Silver is a mermaid, not so very different
from Disney’s Ariel. She likes to sing songs with her sister Golden and frolic
in the sea. She will also be tempted to permanently adopt human form when she
falls in love. That will be a big deal, because the mermaids typical eat men,
after ensnaring them with their siren songs. Love is wet and painful in
Agnieszka Smoczyńska’s The Lure, which screens during the 2016 Sundance Film Festival.
Golden will regret not eating Mietek the
bass player when she and Silver had the chance. Instead, they were rather quite
taken with his playing, so they start singing with his family’s trio, Figs and
Dates. Their sleazy impresario recognizes the novelty value of two naked
singing mermaids, so he starts promoting them aggressively. Soon, they are the
toast of Warsaw’s retro-1980s “dancings” scene, but there is trouble brewing.

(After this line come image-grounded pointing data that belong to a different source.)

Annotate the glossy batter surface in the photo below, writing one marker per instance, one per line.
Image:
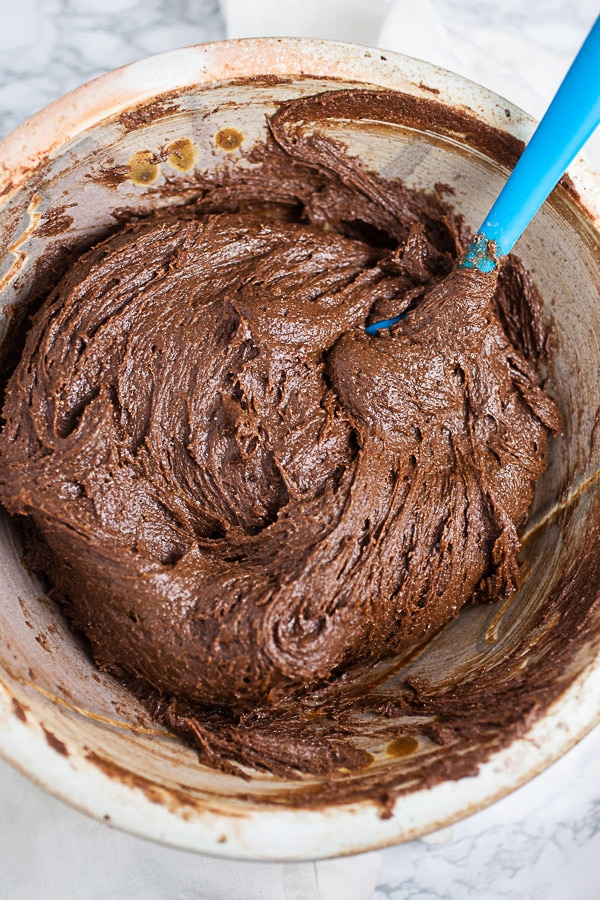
(237, 494)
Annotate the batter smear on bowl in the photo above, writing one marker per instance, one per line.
(237, 494)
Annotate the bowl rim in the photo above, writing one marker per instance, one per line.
(281, 834)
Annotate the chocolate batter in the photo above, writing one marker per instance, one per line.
(239, 496)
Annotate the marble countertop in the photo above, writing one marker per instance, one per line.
(541, 841)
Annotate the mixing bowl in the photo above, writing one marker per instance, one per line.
(136, 138)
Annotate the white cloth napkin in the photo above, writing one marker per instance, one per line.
(79, 859)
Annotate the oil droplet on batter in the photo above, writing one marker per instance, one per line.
(182, 154)
(401, 747)
(142, 168)
(229, 139)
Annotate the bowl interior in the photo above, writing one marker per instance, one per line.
(91, 734)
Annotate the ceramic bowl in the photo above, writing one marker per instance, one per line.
(114, 144)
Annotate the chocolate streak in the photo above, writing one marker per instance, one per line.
(239, 497)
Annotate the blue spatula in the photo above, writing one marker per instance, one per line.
(569, 121)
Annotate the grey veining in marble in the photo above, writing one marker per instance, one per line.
(49, 47)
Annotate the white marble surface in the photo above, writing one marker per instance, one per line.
(543, 840)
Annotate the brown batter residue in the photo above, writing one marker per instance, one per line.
(237, 494)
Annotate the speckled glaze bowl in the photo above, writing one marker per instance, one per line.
(119, 143)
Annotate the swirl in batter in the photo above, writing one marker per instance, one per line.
(238, 494)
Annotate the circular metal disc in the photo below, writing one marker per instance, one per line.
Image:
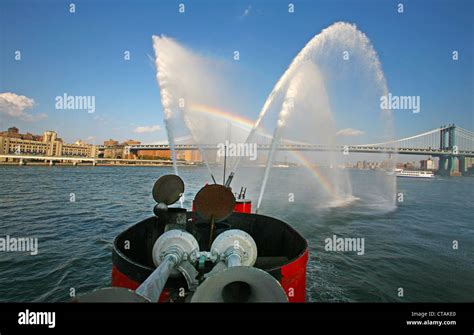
(240, 284)
(214, 202)
(168, 189)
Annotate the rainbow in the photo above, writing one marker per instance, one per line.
(248, 124)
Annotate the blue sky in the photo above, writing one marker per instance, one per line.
(82, 54)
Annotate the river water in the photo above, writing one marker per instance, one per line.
(76, 212)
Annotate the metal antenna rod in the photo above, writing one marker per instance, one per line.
(225, 162)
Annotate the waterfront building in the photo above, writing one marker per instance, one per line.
(49, 144)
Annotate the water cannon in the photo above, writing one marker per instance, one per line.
(233, 279)
(167, 190)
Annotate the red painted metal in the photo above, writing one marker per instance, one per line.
(293, 278)
(243, 206)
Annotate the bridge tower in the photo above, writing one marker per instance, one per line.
(448, 164)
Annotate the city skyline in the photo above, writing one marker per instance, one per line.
(416, 57)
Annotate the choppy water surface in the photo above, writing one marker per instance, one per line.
(410, 247)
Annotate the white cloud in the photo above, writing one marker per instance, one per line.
(14, 105)
(350, 132)
(147, 129)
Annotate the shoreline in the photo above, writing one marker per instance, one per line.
(16, 164)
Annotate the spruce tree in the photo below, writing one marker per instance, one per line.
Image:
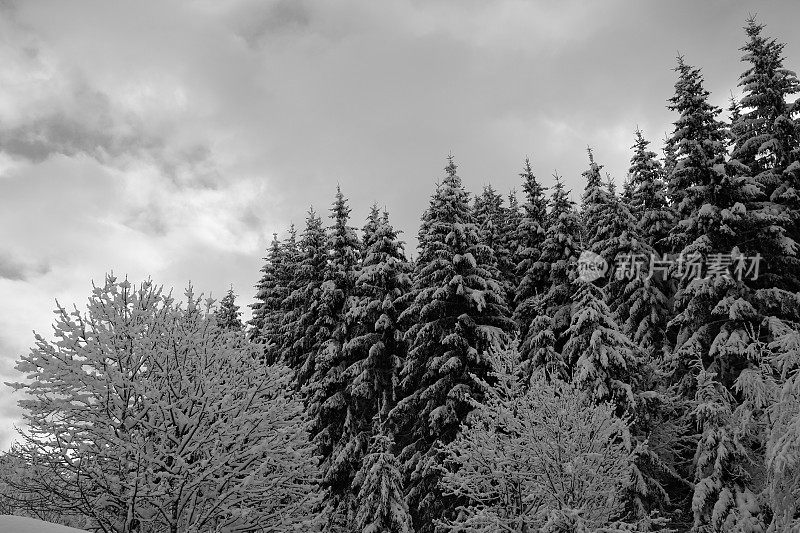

The long stretches out of water are not
good for the mermaids, particularly Silver, who has sworn off human flesh in
deference to Mietek (but Golden, not so much). Despite her obvious torch-carrying,
Mietek remains oblivious to her ardor—perhaps even willfully so. However, this
holds some pretty heavy implications for mermaids.
Isn’t it great to have a splashy new
water-based musical? It is like Ethel Merman swims and sings again. The Lure is strangely impressive when judged solely on movie musical terms, but what really makes the film distinctive
is the way Smoczyńska and screenwriter Robert Bolesto update and deepen the
mermaid mythos for a generation of urban fantasy readers and dancings
scenesters.
Marta Mazurek and Michalina Olszanska sell
it perfectly as the relatively innocent Silver and the vampy Golden. Yet, Kinga
Preis nearly out-divas Olszanska as the vocalist-mother of Figs and Dates. It
all has a suitably eccentric look of indefinable vintage thanks to the work of
production designer Joanna Macha and her team.